SPECT Scan Reveal Link Between Obesity, Brain Blood Flow, and Alzheimer’s

August 7, 2020

Brain imaging shows blood flow to the brain progressively reduces as a person’s weight increases, promoting the development of Alzheimer's.

CT scans have revealed a link between weight and brain function – the more a patient weighs, the higher their levels of brain dysfunction.

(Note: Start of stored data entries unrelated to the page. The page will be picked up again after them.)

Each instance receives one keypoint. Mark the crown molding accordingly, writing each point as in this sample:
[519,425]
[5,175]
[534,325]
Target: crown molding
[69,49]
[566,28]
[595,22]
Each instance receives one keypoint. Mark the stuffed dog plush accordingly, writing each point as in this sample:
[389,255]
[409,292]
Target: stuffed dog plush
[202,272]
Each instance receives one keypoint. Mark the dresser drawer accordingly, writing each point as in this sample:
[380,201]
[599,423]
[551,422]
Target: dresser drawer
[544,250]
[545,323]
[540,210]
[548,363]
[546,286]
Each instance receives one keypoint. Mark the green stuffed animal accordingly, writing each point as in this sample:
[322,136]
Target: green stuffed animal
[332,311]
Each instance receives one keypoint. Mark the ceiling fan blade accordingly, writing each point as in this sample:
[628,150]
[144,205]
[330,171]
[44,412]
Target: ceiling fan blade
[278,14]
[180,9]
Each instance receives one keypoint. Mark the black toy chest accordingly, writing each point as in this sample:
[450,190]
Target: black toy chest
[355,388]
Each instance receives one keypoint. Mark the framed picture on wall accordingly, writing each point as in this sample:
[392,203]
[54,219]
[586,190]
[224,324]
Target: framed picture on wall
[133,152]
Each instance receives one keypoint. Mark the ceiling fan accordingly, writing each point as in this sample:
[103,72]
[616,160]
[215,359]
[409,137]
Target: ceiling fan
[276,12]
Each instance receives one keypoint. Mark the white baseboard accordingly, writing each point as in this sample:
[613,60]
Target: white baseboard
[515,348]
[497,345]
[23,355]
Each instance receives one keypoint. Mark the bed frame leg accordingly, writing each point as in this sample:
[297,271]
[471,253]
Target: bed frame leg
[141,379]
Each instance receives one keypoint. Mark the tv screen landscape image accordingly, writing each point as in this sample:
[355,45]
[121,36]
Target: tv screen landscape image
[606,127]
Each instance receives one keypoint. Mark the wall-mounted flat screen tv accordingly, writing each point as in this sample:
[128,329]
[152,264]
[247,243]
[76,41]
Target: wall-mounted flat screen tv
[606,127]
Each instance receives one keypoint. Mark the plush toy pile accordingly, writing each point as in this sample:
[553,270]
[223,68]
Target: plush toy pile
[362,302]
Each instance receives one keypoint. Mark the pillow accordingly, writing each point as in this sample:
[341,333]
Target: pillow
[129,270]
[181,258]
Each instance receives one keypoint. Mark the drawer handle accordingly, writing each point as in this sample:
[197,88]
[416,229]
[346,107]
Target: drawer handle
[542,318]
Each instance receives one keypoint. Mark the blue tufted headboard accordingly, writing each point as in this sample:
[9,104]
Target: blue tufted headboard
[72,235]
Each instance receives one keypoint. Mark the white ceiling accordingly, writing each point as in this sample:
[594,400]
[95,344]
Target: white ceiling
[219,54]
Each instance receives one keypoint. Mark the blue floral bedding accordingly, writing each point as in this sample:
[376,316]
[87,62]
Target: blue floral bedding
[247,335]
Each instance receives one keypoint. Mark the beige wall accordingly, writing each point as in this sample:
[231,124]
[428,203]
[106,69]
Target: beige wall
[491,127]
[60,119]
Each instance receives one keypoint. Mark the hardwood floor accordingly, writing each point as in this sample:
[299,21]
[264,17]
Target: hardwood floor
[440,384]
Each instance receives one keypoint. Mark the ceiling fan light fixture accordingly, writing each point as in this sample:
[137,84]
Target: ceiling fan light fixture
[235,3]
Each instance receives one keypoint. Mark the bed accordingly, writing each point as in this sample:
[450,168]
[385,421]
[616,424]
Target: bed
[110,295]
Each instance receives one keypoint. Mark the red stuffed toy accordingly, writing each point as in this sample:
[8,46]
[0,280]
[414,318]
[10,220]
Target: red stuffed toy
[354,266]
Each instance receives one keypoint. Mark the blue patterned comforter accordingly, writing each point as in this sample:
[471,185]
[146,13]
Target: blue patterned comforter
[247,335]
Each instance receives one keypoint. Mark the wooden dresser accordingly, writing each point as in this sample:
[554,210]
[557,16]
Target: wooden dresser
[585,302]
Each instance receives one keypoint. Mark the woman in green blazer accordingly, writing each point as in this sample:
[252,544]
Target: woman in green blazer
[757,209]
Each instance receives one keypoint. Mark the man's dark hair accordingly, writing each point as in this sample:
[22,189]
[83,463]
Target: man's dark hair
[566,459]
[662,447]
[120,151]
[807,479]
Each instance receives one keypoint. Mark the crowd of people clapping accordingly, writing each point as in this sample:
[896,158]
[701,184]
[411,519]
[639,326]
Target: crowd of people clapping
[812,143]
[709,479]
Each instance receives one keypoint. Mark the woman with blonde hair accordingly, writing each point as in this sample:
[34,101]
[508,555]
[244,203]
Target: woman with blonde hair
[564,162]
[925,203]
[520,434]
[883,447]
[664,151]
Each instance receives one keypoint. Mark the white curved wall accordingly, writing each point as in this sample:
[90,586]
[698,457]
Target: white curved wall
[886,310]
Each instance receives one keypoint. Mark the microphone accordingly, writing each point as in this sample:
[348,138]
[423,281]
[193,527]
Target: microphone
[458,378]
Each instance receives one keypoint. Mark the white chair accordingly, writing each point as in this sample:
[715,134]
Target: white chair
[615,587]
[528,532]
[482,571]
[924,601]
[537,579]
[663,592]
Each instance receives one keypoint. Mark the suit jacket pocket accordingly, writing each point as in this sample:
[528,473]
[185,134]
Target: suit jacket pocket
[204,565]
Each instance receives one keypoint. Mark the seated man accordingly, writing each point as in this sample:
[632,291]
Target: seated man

In a recent article published in the Journal of Alzheimer’s Disease, investigators from Amen Clinics discussed the link between body mass index (BMI) and areas of the brain that are most vulnerable to Alzheimer’s damage. With 72 percent of Americans falling into the overweight or obese categories, these findings could have a far-reaching impact.

“This study shows that being overweight or obese seriously impacts brain activity and increases the risk of Alzheimer’s disease, as well as many other psychiatric and cognitive conditions,” said lead study author Daniel G. Amen, M.D., Amen Clinics founder.

For this study, researchers from Amen Clinics, a network of outpatient mental health clinics nationwide, analyzed more than 35,000 functional neuroimaging scans using single-photo emission CT (SPECT) from more than 17,000 individuals ages 18 to 94, measuring blood flow and brain activity. This study is the largest to link obesity with brain function, they said.

Based on their study results, Amen’s team determined that blood flow – the No. 1 brain imaging predictor of the likelihood of Alzheimer’s development – progressively decreased as a person’s weight increased. This phenomenon was seen in brain areas that can be most affected by Alzheimer’s – the temporal and parietal lobes, hippocampus, posterior cingulate gyrus, and precuneus -- they said. These findings were the same during cognitive tests, as well as while patients remained still.

These CT findings bolster the growing perception of Alzheimer’s as a lifestyle disease, said Geroge Perry, Ph.D., chair of neurobiology at the University of Texas at San Antonio. By showing how obesity alters blood supply to the brain, promoting Alzheimer’s, he said, these results are a “major advance” in helping patients understand that lifestyle changes can help prevent Alzheimer’s.

Amen agreed with Perry’s assessment that these findings can be clinically impactful.

“One of the most important lessons we have learned through 30 years of performing functional brain imaging studies is that brains can be improved when you put them in a healing environment by adopting brain-healthy habits,” he said, “such as a health calorie-smart diet and regular exercise.”